Zwar gibt es zwischen den beiden Pandemien auch wesentliche Unterschiede, aber die wachsenden Parallelen zwischen 1918 und 2020 sind bemerkenswert.
Dr. Klaus Staub
PD Institut für Evolutionäre Medizin, Uni Zürich

Forscherteams um Dr. Kaspar Staub von der Uni Zürich (UZH) und Prof. Dr. Peter Jüni von der Uni Toronto (UofT) haben die Spanische Grippe von 1918 und 1919 im Kanton Bern mit der Coronavirus-Pandemie 2020 verglichen. Die Studie wurde in ACP Annals of Internal Medecine veröffentlicht. Ihr Ergebnis: "Im Pandemiefall können zögerliche Reaktionen und ein dezentrales Vorgehen der Behörden zu Beginn einer Folgewelle dazu führen, dass diese stärker ausfällt, länger dauert und fataler endet."

Das fatale zögerliche Handeln in der zweiten Welle

Die interdisziplinären Forscher:innen haben herausgefunden, dass der Kanton Bern in der ersten Welle im Juli und August 1918 der Kanton Bern relativ rasch, stark und zentral eingriff - unter anderem wurden Versammlungen eingeschränkt und Schulen geschlossen. Nach dem Abflauen der ersten Welle hat der Kanton im September 1918 alle Maßnahmen aufgehoben, was kurz danach zu vielen neuen Fällen und der zweiten Welle geführt hat.

Diese abwartende und dezentrale Herangehensweise war fatal und hat maßgeblich dazu beigetragen, dass die zweite Welle umso stärker wurde und länger dauerte.
Prof. Peter Jüni
University of Toronto

Auch wegen der wirtschaftlichen Folgen griff der Kanton Bern zu Beginn der zweiten Welle nicht gleich ein und verhängte keine Einschränkungen. Zudem gab es Demonstrationen für mehr soziale Rechte und Truppenansammlungen, die zu weiteren Infektionen führten.

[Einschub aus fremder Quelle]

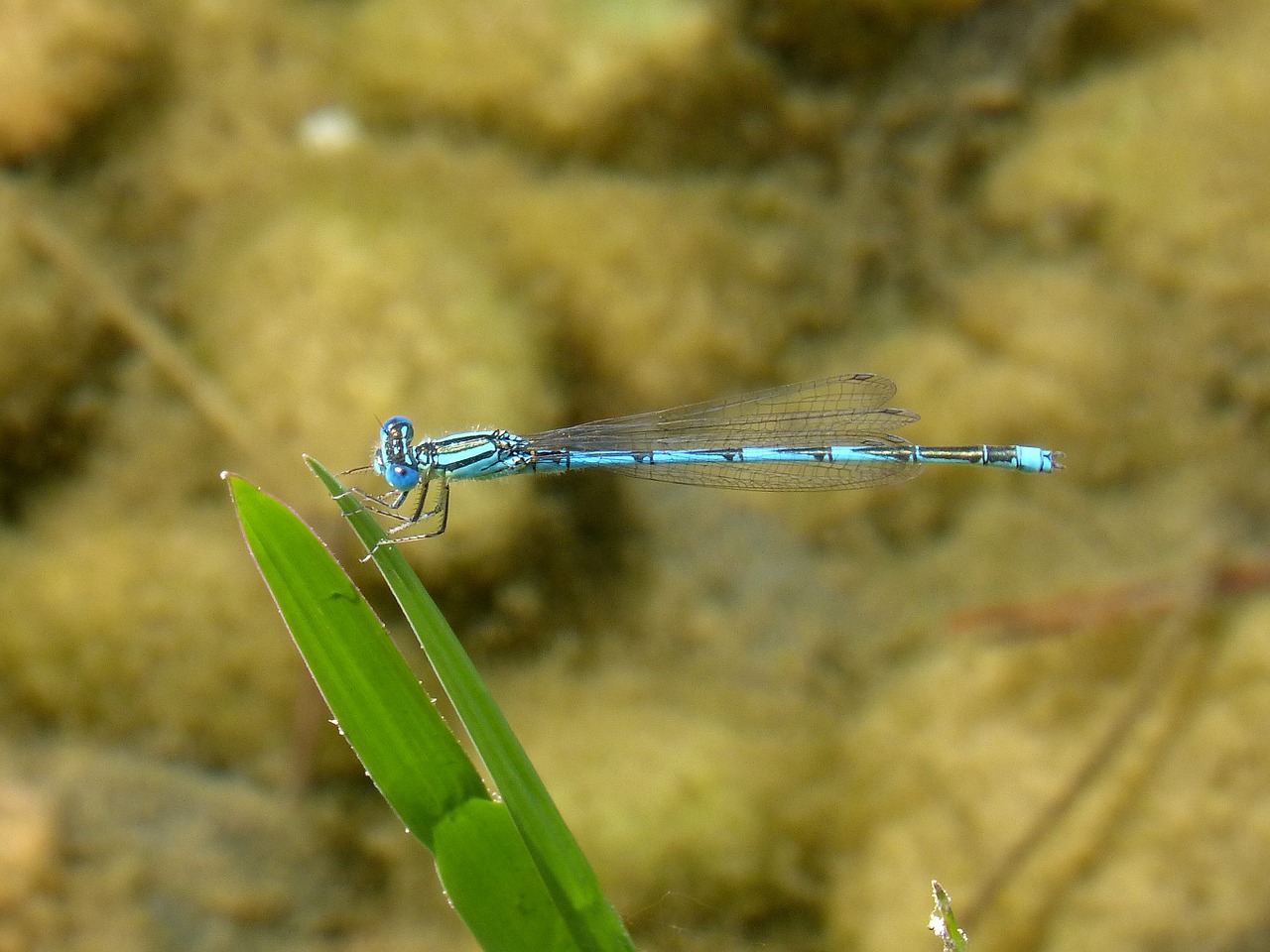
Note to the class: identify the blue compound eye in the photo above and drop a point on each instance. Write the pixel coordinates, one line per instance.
(402, 477)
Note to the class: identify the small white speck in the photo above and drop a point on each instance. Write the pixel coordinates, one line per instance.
(331, 128)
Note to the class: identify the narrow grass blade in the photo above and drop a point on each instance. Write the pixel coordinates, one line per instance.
(405, 747)
(570, 879)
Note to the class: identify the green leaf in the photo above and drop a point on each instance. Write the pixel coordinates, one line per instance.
(402, 740)
(483, 862)
(592, 920)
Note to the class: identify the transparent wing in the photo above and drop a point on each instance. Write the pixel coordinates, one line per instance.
(846, 411)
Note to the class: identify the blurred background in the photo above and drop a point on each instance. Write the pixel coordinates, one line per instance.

80 Prozent der Erkrankungen und der Todesfälle der Spanischen Grippe im Kanton Bern waren auf die Zweite Welle zurückzuführen.

Neben der historischen Sicht ist Epidemiologe Peter Jüni - der in der Corona-Task-Force in Toronto tätig ist - erstaunt über die Schweiz: "Aus meiner Außenperspektive ist es schwer nachvollziehbar, dass in einem wohlorganisierten, hoch entwickelten und privilegierten Land wie der Schweiz jeder tausendste Mensch an Covid-19 verstorben und jeder dreihundertste hospitalisiert worden ist."

Peter Jüni meint zur aktuellen Situation: "Covid-19 hat Krebs- und Herz-Kreislauf-Erkrankungen als Todesursache seit Anfang November 2020 weit überholt und ist in der Schweiz somit seit rund drei Monaten die häufigste Todesursache. Vor dem Hintergrund dieser im internationalen Vergleich hohen Sterblichkeit während der zweiten Welle und der drohenden dritten Welle aufgrund von Virusmutationen aus England, Südafrika und Brasilien könnten die Lektionen aus der Vergangenheit zu einem Umdenken von Behörden und Öffentlichkeit beitragen."

Und wie ging die Spanische Grippe zu Ende?

Im Frühjahr 1919 gab es eine - weniger intensive und weniger stark verbreitete - dritte Welle der Spanischen Grippe in Europa, bevor sich ihre Spur verliert. Überschattet wurde die Pandemie in der Presse - besonders in Deutschland - vom Ersten Weltkrieg.

Eine optimistische Einschätzung gibt Dr. Kaspar Staub im Gespräch mit dem Schweizer Fernsehen SRF: "Die akuten Phasen von Pandemien gehen irgendwann einmal auch wieder vorüber."